Brady, who lives in Westerly, Rhode Island, with his family, is a self-described working-class kid from Pawtucket. With two tours in Iraq as a U.S. Army infantryman in the 10th Mountain Division and the 101st Airborne, he is also one among a growing presence of student veterans on College Hill.
Before coming to Brown, Brady earned an associate’s degree at the Community College of Rhode Island, with financial support from the G.I. Bill and urging from his wife, Ashley. There, a professor suggested he apply to Brown, a prospect he considered “pie-in-the-sky.” But after attending an information session hosted by Kimberly Millette, a U.S. Air Force veteran who directs Brown’s Office of Military-Affiliated Students, he was hooked.

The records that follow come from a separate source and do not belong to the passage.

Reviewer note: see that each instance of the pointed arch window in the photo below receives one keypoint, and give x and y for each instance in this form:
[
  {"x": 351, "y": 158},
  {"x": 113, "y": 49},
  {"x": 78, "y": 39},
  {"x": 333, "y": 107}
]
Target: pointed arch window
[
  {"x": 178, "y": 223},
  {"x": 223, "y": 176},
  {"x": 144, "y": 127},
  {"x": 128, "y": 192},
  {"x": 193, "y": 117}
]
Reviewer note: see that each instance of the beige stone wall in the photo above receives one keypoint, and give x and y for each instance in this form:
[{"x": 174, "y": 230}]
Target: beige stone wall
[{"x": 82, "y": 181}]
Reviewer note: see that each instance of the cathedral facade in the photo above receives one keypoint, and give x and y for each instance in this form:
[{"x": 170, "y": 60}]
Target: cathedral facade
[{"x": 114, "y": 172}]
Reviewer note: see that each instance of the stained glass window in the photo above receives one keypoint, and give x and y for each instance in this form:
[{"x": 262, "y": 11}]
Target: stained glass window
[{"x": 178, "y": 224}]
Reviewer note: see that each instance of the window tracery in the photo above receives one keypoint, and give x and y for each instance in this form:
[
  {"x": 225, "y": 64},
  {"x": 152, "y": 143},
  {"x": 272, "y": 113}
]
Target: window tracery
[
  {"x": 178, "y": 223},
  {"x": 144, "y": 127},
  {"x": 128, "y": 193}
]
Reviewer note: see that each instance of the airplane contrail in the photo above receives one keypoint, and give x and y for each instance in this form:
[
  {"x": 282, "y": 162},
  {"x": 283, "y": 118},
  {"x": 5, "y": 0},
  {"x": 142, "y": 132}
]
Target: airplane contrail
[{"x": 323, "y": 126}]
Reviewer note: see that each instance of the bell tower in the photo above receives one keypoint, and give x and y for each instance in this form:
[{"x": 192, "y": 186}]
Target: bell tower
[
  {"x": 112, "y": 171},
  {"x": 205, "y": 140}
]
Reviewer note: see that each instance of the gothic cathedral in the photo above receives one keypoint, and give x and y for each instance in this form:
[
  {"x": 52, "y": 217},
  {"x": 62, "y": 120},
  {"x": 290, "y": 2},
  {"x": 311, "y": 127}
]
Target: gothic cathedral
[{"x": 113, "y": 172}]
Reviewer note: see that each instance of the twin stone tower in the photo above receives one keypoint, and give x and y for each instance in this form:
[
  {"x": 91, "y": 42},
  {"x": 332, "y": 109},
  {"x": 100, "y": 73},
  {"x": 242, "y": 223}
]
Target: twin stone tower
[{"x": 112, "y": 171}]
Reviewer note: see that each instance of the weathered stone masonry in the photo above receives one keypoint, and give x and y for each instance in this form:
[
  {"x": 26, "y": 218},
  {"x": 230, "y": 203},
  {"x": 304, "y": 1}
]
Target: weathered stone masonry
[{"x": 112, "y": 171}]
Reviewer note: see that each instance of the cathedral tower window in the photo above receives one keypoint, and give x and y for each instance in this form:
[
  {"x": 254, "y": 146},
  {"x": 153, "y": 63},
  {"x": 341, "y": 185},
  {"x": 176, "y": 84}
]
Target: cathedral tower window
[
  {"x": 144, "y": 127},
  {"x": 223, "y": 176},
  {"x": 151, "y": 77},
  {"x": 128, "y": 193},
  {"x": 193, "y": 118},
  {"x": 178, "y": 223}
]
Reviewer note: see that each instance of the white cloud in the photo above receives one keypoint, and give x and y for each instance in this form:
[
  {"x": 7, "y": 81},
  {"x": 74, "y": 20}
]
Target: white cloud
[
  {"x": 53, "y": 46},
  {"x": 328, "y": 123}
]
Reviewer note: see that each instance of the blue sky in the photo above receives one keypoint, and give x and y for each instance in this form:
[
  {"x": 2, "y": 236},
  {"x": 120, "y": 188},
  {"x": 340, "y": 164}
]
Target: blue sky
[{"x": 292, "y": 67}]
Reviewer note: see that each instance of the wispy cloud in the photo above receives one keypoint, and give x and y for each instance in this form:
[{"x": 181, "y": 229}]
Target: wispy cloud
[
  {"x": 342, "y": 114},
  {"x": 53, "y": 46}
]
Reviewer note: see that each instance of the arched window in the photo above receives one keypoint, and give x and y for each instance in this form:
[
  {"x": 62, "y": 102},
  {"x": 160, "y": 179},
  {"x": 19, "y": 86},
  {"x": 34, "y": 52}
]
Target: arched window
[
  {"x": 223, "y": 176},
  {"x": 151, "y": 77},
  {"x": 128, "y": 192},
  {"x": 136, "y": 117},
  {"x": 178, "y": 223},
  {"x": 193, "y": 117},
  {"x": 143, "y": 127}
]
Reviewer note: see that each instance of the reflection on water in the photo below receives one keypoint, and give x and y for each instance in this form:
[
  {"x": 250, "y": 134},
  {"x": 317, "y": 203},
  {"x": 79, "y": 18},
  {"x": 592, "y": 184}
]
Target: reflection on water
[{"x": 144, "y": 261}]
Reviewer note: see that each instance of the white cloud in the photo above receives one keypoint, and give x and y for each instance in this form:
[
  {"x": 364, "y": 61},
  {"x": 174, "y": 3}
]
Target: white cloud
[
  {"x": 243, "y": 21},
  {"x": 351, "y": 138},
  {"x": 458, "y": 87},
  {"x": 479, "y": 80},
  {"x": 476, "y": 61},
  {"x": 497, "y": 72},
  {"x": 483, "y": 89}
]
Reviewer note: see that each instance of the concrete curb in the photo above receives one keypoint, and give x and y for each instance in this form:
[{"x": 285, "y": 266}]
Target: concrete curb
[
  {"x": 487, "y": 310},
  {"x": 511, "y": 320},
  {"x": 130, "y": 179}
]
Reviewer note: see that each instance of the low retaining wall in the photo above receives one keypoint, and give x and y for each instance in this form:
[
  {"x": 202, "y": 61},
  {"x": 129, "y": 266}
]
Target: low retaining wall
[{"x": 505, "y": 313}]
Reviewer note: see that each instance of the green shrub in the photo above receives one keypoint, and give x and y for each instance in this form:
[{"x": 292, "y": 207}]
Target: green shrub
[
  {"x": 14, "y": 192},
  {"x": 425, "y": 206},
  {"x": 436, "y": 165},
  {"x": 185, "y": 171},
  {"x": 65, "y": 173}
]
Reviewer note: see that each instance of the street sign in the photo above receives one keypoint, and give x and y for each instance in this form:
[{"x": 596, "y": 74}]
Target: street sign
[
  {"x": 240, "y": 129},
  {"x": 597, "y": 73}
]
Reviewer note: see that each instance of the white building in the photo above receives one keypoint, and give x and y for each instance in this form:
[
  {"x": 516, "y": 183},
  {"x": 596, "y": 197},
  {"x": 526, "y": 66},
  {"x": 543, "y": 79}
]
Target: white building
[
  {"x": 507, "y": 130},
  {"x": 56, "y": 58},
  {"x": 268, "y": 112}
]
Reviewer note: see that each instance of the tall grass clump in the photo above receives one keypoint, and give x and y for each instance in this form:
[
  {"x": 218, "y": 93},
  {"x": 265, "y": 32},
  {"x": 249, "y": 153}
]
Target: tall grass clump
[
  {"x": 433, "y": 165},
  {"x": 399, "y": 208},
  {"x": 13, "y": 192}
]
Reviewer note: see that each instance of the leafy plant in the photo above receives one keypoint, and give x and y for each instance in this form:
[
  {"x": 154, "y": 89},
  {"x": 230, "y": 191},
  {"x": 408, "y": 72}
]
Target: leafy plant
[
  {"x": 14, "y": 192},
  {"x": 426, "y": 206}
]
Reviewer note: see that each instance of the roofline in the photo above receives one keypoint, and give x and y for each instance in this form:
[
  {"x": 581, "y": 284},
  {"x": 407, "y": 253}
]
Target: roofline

Millette described the University’s effort to double the number of military veterans enrolled as undergraduates by 2024 and the impact of a $20 million gift from U.S. Army veteran Joseph P. Healey, which is enabling full scholarships for student veterans at Brown. She spoke about the University’s renewed Reserve Officers Training Corps affiliations and a burgeoning partnership with Service to School.
Even more importantly, her welcoming nature offered an instant feeling of acceptance, Brady said: “To have that personal connection was really important. Brown is an institution that values the experience that veterans bring to the University.”